0
votes

I would like to convert a dataframe into a matrix in R. The dataframe has more than 30 different variables with different types, some are numeric, some factors and some characters. When converting it into a matrix, I would like to keep all types exactly the same as in the dataframe.

I tried converting it with as.matrix(), see code below (this is just a simple example dataframe with only two variables).

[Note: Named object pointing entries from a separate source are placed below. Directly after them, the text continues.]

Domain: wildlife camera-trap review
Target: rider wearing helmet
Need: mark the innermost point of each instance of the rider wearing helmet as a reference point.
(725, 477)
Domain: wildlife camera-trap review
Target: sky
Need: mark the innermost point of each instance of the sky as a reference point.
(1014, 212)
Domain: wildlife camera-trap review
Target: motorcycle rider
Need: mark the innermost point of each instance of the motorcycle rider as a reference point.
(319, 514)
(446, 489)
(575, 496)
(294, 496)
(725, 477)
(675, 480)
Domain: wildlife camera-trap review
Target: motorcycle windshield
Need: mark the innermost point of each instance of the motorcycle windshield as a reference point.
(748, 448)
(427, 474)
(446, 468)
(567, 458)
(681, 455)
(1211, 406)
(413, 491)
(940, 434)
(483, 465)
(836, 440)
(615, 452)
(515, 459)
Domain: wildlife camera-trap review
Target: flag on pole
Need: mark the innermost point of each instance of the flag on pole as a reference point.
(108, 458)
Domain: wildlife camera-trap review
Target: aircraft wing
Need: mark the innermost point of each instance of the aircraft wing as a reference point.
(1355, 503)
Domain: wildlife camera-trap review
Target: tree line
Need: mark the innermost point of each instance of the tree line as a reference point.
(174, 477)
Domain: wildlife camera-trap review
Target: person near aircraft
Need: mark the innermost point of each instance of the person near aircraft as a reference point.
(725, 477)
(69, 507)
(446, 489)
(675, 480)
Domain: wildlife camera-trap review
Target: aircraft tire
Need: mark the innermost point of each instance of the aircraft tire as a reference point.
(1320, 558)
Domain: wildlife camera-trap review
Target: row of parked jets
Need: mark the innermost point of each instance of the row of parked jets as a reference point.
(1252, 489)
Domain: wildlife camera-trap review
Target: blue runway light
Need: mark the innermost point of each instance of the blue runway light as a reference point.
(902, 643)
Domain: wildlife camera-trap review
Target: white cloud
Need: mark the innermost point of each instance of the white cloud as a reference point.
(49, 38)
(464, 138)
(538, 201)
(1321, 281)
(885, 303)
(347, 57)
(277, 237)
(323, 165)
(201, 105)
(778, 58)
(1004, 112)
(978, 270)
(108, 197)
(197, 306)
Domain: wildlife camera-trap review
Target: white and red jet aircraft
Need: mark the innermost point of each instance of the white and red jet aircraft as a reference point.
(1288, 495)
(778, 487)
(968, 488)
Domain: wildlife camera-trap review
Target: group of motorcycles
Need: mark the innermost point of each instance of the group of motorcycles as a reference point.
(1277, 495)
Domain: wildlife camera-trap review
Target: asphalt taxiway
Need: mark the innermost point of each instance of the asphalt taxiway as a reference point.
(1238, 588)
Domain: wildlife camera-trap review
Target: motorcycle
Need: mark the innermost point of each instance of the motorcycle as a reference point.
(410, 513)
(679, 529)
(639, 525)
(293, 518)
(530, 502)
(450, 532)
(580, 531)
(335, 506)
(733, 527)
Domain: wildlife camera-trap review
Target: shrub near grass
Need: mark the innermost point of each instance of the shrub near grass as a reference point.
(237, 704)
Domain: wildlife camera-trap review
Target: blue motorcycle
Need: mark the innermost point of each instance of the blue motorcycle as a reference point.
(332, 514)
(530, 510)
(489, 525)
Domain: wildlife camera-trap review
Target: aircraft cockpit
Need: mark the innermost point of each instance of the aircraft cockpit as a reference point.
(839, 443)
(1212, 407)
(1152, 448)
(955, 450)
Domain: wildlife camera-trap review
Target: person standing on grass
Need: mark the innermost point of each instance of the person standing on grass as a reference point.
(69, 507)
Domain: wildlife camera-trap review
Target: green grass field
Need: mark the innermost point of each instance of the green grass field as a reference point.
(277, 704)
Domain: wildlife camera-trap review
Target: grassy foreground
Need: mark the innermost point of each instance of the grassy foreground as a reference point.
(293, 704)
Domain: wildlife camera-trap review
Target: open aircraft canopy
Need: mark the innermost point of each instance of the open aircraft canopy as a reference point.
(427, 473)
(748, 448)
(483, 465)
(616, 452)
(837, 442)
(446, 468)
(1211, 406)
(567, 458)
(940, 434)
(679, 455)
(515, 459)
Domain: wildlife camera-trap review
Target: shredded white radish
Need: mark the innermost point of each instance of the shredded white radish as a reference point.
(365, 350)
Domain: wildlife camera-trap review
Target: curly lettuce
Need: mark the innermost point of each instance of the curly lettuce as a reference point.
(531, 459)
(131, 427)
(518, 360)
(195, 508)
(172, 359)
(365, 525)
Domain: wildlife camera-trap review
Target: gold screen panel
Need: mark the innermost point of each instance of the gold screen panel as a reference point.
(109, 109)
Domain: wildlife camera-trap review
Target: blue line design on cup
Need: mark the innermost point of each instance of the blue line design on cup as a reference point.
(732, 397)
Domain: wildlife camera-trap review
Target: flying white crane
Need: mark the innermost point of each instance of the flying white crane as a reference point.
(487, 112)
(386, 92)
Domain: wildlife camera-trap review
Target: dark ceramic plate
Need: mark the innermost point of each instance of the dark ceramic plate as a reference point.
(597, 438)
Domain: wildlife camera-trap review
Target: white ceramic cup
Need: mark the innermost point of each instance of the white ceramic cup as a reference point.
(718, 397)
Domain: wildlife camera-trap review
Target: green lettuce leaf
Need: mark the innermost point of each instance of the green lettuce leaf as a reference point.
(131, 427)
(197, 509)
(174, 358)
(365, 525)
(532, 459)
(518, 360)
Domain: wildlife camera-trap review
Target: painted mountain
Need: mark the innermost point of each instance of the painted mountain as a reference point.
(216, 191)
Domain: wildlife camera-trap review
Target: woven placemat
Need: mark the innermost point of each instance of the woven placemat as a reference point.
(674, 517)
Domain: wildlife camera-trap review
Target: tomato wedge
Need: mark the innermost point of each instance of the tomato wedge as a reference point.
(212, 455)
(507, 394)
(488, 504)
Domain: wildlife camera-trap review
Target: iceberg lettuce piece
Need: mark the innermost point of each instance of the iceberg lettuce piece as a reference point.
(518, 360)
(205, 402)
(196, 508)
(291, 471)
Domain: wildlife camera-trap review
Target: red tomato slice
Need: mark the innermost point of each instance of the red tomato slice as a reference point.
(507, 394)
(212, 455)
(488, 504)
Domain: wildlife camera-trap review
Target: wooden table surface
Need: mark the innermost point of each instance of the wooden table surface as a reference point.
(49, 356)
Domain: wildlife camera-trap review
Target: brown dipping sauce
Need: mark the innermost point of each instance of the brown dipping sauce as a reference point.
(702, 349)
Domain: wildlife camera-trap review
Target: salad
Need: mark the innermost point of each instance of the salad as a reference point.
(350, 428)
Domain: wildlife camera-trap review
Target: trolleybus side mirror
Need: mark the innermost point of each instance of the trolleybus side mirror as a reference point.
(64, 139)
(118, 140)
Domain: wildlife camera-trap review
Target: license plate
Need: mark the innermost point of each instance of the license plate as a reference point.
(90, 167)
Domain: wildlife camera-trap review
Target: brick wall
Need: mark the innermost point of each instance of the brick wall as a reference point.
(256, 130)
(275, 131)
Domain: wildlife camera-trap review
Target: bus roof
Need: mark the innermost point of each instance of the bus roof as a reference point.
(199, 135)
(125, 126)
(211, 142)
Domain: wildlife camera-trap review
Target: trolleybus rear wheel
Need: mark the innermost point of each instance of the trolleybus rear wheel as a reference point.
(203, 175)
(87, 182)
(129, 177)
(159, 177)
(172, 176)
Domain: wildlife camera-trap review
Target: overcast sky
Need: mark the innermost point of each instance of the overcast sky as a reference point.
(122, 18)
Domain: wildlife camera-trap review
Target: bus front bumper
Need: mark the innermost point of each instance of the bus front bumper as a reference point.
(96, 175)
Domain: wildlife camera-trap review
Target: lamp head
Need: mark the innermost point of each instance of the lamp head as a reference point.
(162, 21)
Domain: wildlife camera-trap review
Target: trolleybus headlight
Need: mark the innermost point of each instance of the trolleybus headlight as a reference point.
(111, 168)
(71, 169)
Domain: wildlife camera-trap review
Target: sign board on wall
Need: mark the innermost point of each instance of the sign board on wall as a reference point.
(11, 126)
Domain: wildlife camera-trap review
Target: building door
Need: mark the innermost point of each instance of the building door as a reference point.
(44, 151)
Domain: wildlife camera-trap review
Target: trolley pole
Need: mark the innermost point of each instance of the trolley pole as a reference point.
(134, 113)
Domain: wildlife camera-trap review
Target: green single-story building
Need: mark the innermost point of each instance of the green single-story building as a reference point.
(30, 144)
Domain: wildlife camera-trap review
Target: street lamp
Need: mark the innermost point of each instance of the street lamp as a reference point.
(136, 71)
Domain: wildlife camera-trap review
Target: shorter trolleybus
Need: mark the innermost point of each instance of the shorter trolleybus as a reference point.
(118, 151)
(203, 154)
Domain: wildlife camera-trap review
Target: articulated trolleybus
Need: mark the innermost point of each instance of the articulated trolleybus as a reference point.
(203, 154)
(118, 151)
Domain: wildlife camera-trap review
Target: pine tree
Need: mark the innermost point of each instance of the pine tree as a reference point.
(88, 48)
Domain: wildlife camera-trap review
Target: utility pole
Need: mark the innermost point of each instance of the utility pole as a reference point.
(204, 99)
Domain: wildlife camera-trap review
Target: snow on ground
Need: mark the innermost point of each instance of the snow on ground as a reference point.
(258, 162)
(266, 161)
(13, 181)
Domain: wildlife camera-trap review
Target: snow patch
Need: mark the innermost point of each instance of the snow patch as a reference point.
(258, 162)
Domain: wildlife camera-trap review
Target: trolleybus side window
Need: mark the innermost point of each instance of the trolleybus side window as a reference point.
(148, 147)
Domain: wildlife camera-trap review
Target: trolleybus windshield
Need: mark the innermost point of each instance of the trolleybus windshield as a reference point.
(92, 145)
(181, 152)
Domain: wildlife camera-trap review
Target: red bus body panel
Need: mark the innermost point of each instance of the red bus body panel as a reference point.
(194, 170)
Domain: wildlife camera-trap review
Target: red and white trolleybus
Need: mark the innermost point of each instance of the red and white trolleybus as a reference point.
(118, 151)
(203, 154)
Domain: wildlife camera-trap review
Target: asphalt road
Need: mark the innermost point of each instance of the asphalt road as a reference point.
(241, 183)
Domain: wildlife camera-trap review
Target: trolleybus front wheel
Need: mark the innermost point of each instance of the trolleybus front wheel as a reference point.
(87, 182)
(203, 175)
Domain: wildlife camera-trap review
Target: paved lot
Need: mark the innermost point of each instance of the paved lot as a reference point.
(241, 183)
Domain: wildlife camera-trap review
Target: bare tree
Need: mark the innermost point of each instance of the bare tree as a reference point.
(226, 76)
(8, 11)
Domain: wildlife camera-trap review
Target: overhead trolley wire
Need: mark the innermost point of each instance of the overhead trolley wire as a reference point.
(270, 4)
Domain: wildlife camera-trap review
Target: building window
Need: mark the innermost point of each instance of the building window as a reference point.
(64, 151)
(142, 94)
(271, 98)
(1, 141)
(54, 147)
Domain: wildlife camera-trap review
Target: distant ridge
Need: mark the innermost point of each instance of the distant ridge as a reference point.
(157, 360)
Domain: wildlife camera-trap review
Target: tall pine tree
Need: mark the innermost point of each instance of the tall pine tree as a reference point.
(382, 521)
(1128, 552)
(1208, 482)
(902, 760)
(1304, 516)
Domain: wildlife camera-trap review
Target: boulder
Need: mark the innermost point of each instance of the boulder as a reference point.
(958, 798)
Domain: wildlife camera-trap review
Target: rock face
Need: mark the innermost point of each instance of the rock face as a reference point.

test_df <- data.frame(a = c(1:10), b = c(letters[1:10]))
test_df <- as.matrix(test_df)
typeof(test_df[,1])
typeof(test_df[,2])

Column 'a' in the example has type integer while column 'b' has type factor. I expect each column to keep its type when converting a dataframe into a matrix. However, when I convert it into a matrix, all variables are being converted into type character.

1
i'm curious to know why you are pursuing this? a matrix can only have one type of data. there may be another way to address your needs?Ben
Because I have to loop through the dataframe which takes a lot of time because it has more than 4 million rows. Looping through matrices is way quicker I noticed. I was hoping that I could convert the dataframe into a matrix, and then loop through it, before converting it back into a dataframe. But from your answer I understand that this is not possible.Hugovanp
If you show the exact problem with the code you are using, then somebody may be able to help you with a more efficient wayakrun

1 Answers

3
votes

No, you can't do that. In R, a matrix has to be all one type: it is stored as a vector of that type together with an attribute saying how many rows and columns it has.

For efficiency, you're right that matrices are a lot faster than dataframes. Maybe you can split your dataframe into one numeric one and one character one. Most other types can be coerced to those types without much loss.